After Grandma gave up on the therapies that were only rotting her body more and not really killing anything that was killing her, she went home and slept and waited to die. I'd see her, probably more infrequently that I ought to have which I regret very much, and she said to me, come sit by your grandmother. I did. She said, I know you smoke. I'm not asking you to quit, but that's why I'm dying and it's just a silly way to die. She was always playful and beautiful. I said, ok. I still smoke, but a little less now. You don't break a promise to a Sicilian grandmother. The last time I saw her was in her house, lying quietly and slow in her bed. She looked ready. We chatted briefly, and when leaving I said, I'll see you soon. I always say that to people. I don't say goodbye. I say, I'll see you soon. There's a hopefulness there. There's a tomorrow. I said to her, I love you, and I'll see you soon. She said with a playful smile the way she said everything, Probably not, but that's ok. I love you.

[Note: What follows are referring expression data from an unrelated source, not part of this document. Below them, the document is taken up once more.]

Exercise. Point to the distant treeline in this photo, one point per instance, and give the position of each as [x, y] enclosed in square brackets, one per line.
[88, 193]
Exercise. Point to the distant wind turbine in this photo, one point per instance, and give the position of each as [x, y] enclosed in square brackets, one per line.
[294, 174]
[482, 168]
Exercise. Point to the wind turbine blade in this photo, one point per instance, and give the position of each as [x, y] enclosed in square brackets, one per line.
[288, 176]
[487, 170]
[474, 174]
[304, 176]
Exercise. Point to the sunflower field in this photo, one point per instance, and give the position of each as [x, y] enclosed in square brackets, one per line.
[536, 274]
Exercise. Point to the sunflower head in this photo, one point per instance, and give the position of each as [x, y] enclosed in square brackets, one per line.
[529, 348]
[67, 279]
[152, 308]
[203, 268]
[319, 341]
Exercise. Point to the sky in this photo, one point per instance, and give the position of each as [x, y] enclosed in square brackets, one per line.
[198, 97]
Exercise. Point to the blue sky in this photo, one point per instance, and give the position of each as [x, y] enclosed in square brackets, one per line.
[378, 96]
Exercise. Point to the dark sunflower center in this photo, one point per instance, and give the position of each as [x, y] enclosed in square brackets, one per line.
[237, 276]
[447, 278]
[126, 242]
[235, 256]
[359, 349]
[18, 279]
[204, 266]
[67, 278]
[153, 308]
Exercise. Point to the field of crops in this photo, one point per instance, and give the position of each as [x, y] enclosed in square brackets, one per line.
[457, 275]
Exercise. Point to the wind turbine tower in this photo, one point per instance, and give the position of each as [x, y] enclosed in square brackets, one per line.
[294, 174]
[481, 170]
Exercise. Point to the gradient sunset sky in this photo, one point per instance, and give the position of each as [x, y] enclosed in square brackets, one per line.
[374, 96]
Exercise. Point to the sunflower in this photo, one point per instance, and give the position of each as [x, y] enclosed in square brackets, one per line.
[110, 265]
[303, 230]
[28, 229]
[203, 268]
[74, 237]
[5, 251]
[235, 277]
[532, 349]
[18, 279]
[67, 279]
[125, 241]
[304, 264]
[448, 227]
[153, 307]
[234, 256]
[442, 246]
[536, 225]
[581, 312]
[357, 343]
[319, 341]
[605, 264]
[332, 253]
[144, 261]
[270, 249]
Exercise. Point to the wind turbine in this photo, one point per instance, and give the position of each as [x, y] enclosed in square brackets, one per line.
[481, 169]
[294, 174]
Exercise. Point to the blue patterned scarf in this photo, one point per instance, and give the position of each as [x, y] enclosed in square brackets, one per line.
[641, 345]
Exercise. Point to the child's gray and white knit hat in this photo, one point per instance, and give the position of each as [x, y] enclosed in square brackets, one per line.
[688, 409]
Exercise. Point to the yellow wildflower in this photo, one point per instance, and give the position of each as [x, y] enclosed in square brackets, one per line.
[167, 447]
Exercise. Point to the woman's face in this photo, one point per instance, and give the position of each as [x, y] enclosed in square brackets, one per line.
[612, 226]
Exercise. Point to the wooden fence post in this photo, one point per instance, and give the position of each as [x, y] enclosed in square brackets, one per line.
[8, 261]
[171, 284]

I wrote about this because Jet asked me to. Grandma died in a January, so the holiday time that gets all wrapped together is reminiscent of her dying. This story isn't a cancer is bad story. This isn't a hug the ones you love story. I don't give much of a care about cancer, and I couldn't care less if you love your family or not. That's your business. I happen to love mine very much, and I don't deal with death well, and even still several years later, I haven't dealt with it at all. I don't understand death. I'm terrified of it. And when people leave my reality, I have a difficult time reconciling the idea that I've been good enough to them when they were living. But who does. Earlier this week, Jet and I were talking about women and grace and elegance. The attitudes of antiquity, and the way women should be treated. Grace and elegance. There's only one true example of that in my reality on which I base all grace and elegance. Sweet Louise is the beginning of the example, and the measure by which all grace and elegance is compared. Stay beautiful, kids.